Public Health Infrastructure

Invest And Improve The Operations Of The Nation’s Key Public Health Institutions To Enhance  Their Capacity To Respond To The Current Epidemic And To Address The Next One (Which Is Inevitable).

  • Deploy federal resources, including appropriate medical and public health personnel to states which request assistance.
  • Provide funding directly to state and local governments to hire additional public health personnel, enhance laboratory capacity, and support data collection efforts.
  • Reimburse state and local governments for their resources already expended in carrying out these activities.
  • Increase funding immediately for CDC and FDA to bolster their containment, monitoring, and mitigation functions, including those related to testing for the coronavirus and COVID-19.
  • Establish a dedicated CDC public health emergency fund that (1) is not subject to the annual appropriations process; (2) cannot be used for purposes other than to address public health emergencies, and (3) is automatically replenished when monies from the fund are drawn down. A portion of the fund would be designated for use by state and local health departments, as appropriate, and at CDC’s discretion.
  • Renovate and otherwise improve outdated CDC buildings and laboratories.
  • Undertake a major CDC data modernization initiative designed to allow the agency to collect, analyze, produce, and release relevant information quicker and more efficiently to state and local health departments as well as the public.
  • Exempt CDC (and other appropriate HHS agencies) from Paperwork Reduction Act requirements regarding the collection of information during the conduct of research and appropriate public health interventions.
  • Revisit Office of Personnel Management (OPM) waiver authority to allow greater direct hire flexibility to CDC (and HHS more broadly), especially in times of public health emergencies.
  • Increase funding for the CDC Foundation, an independent, non-profit organization created by Congress to mobilize philanthropic and private sector resources to support CDC health protection work. Because it is an independent organization (and therefore, not subject to government bureaucratic procedures), the Foundation can act quickly in assisting CDC and state and local governments in addressing public health emergencies.
  • Data sharing for tracking and monitoring.
    • Require all labs to report testing data to the CDC (can be accomplished via presidential emergency declaration).
    • Direct the Department of Health and Human Services (HHS) to establish a national monitoring mechanism of test kit availability with the ability to facilitate just in time testing capacity by having specimens sent to labs with supply.
    • Leverage the recent HHS Interoperability Rule to facilitate rapid sharing of patient-centered data. Consider tasking the US Digital Service and the HHS Office of the Chief Technology Officer to work in partnership with the private sector to create real time information sharing related to lab testing, supplies, access issues, and hotspots.
  • Providing timely, factual information to the public. Establish both a national hotline and a dedicated Medicare hotline for the public whose purpose, in each instance, is to provide information, answer questions, offer guidance, and triage patients. Such hotlines could be linked to existing call lines such as 211 or 911 or tie into regional poison control hotlines.

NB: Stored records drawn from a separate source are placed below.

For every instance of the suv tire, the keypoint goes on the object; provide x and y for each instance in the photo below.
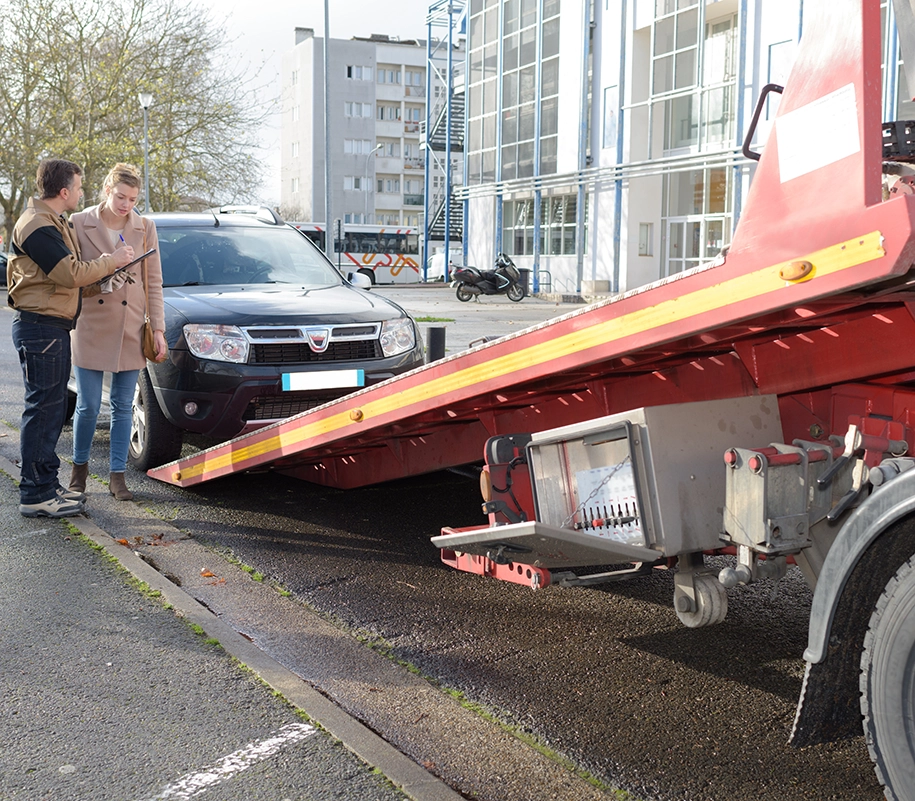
(153, 439)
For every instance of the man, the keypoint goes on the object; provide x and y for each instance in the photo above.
(44, 276)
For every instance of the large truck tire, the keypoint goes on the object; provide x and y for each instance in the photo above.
(888, 686)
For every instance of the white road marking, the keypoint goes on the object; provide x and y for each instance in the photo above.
(196, 783)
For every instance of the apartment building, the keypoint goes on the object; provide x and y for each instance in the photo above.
(603, 144)
(376, 107)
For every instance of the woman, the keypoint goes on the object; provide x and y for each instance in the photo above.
(108, 334)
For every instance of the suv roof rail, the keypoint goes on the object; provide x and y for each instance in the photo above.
(262, 213)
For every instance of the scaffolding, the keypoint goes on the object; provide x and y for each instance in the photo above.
(443, 131)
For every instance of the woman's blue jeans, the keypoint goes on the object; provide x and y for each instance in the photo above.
(88, 402)
(44, 354)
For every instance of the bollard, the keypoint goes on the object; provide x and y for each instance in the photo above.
(435, 344)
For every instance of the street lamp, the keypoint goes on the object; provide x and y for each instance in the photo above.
(365, 207)
(145, 102)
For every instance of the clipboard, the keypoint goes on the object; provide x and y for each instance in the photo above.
(136, 261)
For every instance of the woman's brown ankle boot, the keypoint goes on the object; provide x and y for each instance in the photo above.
(118, 487)
(78, 476)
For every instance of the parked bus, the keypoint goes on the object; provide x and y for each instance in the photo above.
(385, 254)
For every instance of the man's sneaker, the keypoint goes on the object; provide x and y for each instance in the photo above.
(53, 507)
(71, 495)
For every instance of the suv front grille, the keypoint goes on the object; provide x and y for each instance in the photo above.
(278, 407)
(301, 352)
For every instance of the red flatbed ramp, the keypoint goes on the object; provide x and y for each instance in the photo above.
(815, 291)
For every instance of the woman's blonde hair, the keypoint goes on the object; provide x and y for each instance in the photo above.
(123, 174)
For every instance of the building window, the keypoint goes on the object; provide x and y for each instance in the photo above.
(714, 98)
(558, 225)
(351, 109)
(390, 186)
(359, 73)
(611, 111)
(646, 237)
(389, 113)
(676, 45)
(357, 146)
(388, 75)
(697, 220)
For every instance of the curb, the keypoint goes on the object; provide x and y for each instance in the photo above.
(411, 779)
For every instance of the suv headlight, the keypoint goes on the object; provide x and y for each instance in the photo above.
(397, 336)
(221, 343)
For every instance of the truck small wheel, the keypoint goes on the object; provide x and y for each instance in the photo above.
(712, 600)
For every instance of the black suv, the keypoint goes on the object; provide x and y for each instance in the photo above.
(260, 326)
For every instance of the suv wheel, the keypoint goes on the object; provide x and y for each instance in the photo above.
(153, 439)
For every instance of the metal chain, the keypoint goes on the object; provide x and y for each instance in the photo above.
(604, 481)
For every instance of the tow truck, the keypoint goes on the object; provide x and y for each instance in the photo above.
(759, 410)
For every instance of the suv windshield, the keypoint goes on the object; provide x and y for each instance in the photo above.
(241, 255)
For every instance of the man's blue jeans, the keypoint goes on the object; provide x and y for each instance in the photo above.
(44, 354)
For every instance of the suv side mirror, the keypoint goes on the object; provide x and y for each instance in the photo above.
(359, 280)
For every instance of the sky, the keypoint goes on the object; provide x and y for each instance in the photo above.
(261, 32)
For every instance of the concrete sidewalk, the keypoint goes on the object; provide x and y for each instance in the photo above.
(107, 693)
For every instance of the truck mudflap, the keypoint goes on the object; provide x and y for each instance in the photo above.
(869, 548)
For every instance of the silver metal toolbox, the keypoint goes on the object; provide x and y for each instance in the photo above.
(652, 477)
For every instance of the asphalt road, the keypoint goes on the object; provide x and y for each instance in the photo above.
(605, 678)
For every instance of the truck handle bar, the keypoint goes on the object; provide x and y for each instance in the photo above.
(769, 87)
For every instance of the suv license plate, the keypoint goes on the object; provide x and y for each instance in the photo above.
(326, 379)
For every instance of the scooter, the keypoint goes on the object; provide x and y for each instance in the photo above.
(504, 280)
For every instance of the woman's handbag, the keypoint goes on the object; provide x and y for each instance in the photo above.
(149, 337)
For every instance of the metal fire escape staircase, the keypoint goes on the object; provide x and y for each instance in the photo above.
(438, 141)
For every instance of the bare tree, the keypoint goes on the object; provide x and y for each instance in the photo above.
(72, 72)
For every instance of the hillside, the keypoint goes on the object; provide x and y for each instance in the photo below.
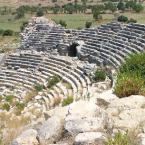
(36, 2)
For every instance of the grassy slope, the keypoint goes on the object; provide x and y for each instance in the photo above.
(73, 21)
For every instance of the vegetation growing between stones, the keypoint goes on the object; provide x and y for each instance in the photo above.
(119, 139)
(99, 75)
(67, 101)
(39, 87)
(53, 81)
(130, 80)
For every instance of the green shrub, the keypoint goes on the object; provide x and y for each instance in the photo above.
(40, 12)
(122, 18)
(9, 98)
(88, 24)
(20, 106)
(39, 87)
(135, 63)
(99, 75)
(132, 21)
(8, 32)
(6, 106)
(119, 139)
(128, 84)
(67, 101)
(130, 80)
(62, 23)
(53, 81)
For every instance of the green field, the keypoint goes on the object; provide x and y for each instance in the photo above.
(72, 20)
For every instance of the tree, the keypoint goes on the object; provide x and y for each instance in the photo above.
(88, 24)
(122, 18)
(40, 12)
(110, 6)
(138, 7)
(121, 6)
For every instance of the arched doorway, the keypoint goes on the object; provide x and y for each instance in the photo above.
(72, 50)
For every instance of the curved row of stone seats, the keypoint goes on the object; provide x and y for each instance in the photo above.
(128, 40)
(46, 68)
(113, 26)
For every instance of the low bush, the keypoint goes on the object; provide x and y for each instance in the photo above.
(122, 18)
(130, 80)
(128, 84)
(88, 24)
(20, 106)
(99, 75)
(6, 106)
(8, 32)
(9, 98)
(132, 20)
(53, 81)
(67, 101)
(118, 139)
(39, 87)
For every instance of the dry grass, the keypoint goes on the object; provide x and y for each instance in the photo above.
(30, 95)
(11, 126)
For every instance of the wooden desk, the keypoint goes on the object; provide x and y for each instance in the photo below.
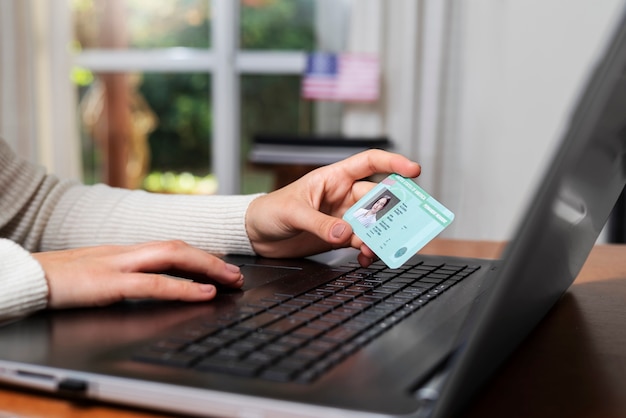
(572, 365)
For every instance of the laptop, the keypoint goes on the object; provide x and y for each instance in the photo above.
(324, 337)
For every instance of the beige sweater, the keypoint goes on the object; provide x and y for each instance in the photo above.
(39, 212)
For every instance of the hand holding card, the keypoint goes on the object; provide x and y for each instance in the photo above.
(397, 218)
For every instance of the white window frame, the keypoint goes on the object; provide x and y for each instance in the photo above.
(225, 62)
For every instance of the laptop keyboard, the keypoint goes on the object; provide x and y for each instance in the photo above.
(297, 337)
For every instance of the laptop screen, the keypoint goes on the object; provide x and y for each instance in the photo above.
(562, 223)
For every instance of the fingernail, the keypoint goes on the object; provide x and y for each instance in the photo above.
(233, 268)
(337, 230)
(207, 288)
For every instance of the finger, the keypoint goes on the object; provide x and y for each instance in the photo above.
(177, 255)
(369, 162)
(330, 229)
(156, 286)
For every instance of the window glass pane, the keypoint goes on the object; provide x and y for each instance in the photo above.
(158, 123)
(271, 106)
(277, 24)
(142, 23)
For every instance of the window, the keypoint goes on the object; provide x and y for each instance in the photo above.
(159, 75)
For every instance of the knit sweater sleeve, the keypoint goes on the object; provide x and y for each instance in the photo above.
(23, 286)
(97, 215)
(39, 212)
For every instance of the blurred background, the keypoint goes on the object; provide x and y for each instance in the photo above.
(170, 96)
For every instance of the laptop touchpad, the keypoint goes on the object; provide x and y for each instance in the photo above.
(256, 275)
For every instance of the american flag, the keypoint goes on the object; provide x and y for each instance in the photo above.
(341, 77)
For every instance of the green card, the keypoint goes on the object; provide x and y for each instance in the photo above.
(397, 218)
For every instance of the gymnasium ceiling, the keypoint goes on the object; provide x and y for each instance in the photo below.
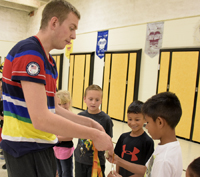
(23, 5)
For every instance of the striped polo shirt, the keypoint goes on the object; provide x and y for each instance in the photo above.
(26, 61)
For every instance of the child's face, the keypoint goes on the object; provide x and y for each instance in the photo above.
(136, 122)
(65, 106)
(187, 173)
(151, 127)
(93, 100)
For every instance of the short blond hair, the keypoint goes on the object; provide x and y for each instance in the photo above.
(59, 9)
(93, 87)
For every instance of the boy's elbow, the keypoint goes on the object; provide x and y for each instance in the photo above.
(37, 124)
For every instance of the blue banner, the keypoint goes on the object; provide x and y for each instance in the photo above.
(102, 43)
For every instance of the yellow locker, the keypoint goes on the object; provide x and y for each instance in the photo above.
(59, 63)
(120, 82)
(179, 74)
(80, 77)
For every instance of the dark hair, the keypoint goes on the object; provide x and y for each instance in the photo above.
(135, 107)
(59, 9)
(165, 105)
(194, 168)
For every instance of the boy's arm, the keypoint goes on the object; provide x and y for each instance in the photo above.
(134, 168)
(44, 120)
(77, 119)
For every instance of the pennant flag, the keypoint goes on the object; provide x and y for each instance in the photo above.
(154, 38)
(102, 41)
(69, 49)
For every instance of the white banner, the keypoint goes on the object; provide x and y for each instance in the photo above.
(154, 38)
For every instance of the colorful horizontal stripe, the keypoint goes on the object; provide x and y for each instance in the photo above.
(19, 135)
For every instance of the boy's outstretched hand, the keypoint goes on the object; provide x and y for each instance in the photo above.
(113, 174)
(103, 142)
(112, 158)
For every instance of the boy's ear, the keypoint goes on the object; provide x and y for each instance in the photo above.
(160, 122)
(54, 22)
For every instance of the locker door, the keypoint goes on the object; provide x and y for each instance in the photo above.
(80, 77)
(79, 66)
(59, 63)
(118, 86)
(183, 82)
(163, 72)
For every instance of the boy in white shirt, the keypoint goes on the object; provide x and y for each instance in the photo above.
(162, 113)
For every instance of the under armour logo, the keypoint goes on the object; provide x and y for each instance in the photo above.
(135, 151)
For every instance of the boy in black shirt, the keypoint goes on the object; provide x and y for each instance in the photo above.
(135, 146)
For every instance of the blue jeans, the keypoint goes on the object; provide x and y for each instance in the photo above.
(65, 167)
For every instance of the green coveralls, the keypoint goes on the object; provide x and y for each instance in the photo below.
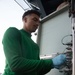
(22, 54)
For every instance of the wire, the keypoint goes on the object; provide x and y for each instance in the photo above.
(63, 39)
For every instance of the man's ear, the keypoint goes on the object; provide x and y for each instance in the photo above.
(25, 19)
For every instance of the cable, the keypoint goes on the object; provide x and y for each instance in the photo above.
(63, 39)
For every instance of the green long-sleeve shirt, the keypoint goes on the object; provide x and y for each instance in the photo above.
(22, 54)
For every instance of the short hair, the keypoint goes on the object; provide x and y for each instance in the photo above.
(31, 12)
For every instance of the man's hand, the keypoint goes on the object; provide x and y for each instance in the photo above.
(59, 60)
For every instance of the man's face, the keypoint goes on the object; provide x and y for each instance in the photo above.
(31, 22)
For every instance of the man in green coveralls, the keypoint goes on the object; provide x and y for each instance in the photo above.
(22, 53)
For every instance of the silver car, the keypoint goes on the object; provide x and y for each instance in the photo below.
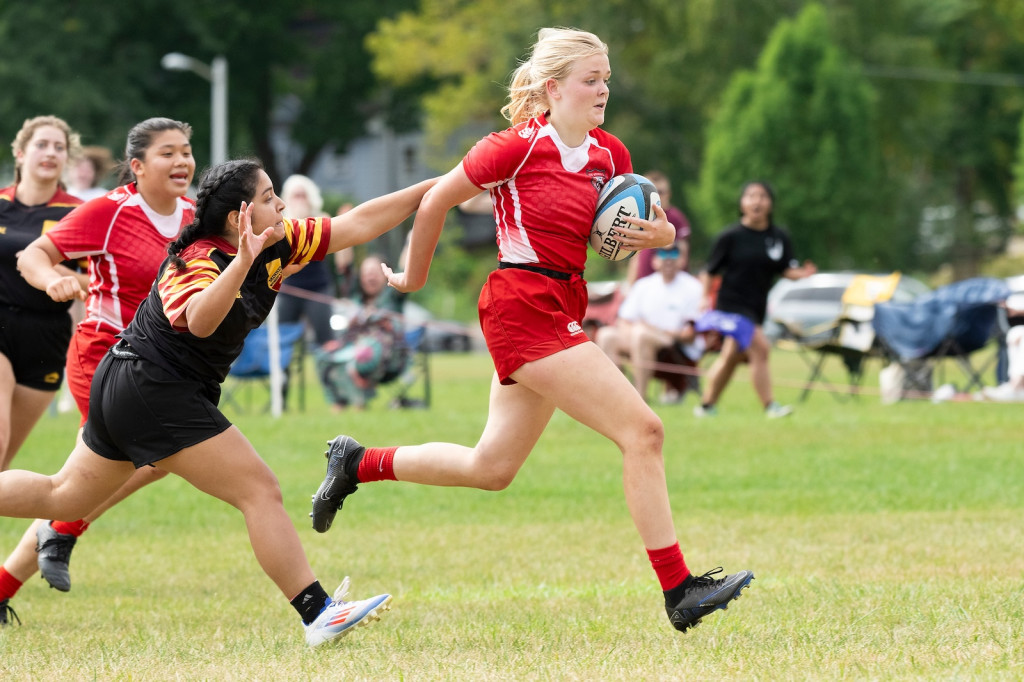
(812, 303)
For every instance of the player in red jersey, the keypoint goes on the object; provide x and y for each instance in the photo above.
(124, 236)
(155, 393)
(544, 174)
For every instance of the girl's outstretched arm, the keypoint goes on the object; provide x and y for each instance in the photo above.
(454, 188)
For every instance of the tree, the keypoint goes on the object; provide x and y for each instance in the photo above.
(804, 121)
(99, 69)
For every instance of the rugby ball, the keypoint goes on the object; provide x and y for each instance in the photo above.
(627, 195)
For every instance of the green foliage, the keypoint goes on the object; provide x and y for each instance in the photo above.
(805, 122)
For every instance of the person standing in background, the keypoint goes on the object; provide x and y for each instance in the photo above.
(124, 233)
(35, 330)
(747, 258)
(85, 177)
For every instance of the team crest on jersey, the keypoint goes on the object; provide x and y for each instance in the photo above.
(273, 274)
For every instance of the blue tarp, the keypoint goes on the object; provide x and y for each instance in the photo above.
(964, 311)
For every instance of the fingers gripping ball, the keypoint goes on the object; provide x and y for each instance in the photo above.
(627, 195)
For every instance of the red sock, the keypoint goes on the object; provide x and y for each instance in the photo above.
(669, 566)
(8, 585)
(71, 527)
(377, 464)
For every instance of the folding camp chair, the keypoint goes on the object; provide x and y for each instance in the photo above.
(850, 337)
(252, 367)
(952, 323)
(417, 374)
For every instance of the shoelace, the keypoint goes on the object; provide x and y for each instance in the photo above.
(341, 592)
(61, 548)
(707, 580)
(6, 613)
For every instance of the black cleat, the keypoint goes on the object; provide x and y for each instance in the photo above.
(7, 614)
(343, 456)
(54, 555)
(706, 595)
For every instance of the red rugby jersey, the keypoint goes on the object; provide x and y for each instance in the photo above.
(545, 192)
(125, 241)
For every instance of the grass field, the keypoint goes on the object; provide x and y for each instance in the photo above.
(886, 542)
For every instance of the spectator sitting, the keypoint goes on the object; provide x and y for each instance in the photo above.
(1012, 390)
(658, 313)
(86, 175)
(372, 348)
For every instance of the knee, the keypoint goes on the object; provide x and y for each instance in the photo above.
(495, 479)
(647, 435)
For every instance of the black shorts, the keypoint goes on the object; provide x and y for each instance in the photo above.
(36, 344)
(140, 413)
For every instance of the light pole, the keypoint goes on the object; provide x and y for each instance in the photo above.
(216, 73)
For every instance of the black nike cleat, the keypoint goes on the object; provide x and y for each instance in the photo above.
(54, 556)
(343, 456)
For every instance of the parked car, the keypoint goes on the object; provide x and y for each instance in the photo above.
(811, 303)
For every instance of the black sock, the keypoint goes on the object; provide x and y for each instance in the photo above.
(310, 602)
(676, 594)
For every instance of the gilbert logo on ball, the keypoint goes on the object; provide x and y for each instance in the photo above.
(630, 195)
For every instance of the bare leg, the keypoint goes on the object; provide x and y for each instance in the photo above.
(139, 479)
(84, 481)
(585, 384)
(228, 468)
(721, 371)
(20, 410)
(760, 372)
(22, 563)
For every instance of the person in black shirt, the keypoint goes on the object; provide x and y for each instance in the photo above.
(155, 394)
(35, 331)
(744, 261)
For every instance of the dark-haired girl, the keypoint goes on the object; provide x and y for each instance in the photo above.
(745, 259)
(124, 236)
(154, 398)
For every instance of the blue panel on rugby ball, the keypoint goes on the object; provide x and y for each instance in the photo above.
(627, 195)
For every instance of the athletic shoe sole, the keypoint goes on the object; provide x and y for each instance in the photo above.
(372, 614)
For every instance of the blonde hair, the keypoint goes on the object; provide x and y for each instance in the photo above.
(313, 196)
(29, 128)
(553, 55)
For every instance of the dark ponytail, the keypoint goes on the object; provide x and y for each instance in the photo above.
(221, 190)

Vaccine, Treatments, & Research

Support Research And Discovery Related To A COVID-19 Vaccine, Development Of Novel Pharmaceutical Treatments, And Research On Epidemiology, Risk Factors, Outcomes, And Response To Existing Therapies.

  • Development of vaccines, treatments, and methods to better protect health care workers. Provide incentives for both the public and private sector to develop, test, and produce new vaccines and treatment modalities, as well as novel or more efficient methods to sanitize health care facilities and equipment and to otherwise protect health care workers from COVID19 transmission.
  •  Rapid, equitable access to new vaccines/therapies. Ensure mechanisms are in place to expedite access to vaccination and/or treatments as soon as they are available. This includes expedited processes for FDA review and approval, and potentially the authority to purchase intellectual property for a vaccine or treatment if price gouging occurs.
  • New single-mission entity to develop a universal influenza vaccine. Provide support for the establishment of a new, independent, single-mission entity focused on accelerating the development of a universal influenza vaccine, to achieve global protection.
  • Dedicated fund at National Institutes of Health (NIH). Provide a dedicated NIH fund to support both basic and applied research on COVID-19. Funded research should include elucidation of basic epidemiology (e.g. incubation period, R0, etc), description of risk factors for infection and for mortality, description of the normal course of and co-occurring disorders (e.g., myocarditis, acute respiratory distress syndrome) with COVID19 infection, development and validation of novel biomarkers of infection and of severe infection, development and validation of improved diagnostic tests, trials of treatments, trials of containment/mitigation strategies, and dissemination and implementation studies. This work should additionally include trials of electronic health record or other data monitoring and experimentation, to speed learning and provide better estimates of risk, outcomes, and strategies to best mitigate the risk.
  • Health services research. Direct and fund health services, implementation, and comparative effectiveness research through directed mandates to PCORI, AHRQ, and CDC.
  • Health communication. Direct and fund research on effective health communications strategies for all aspects of COVID19 response including communication with the public, with vulnerable populations, and with health care providers.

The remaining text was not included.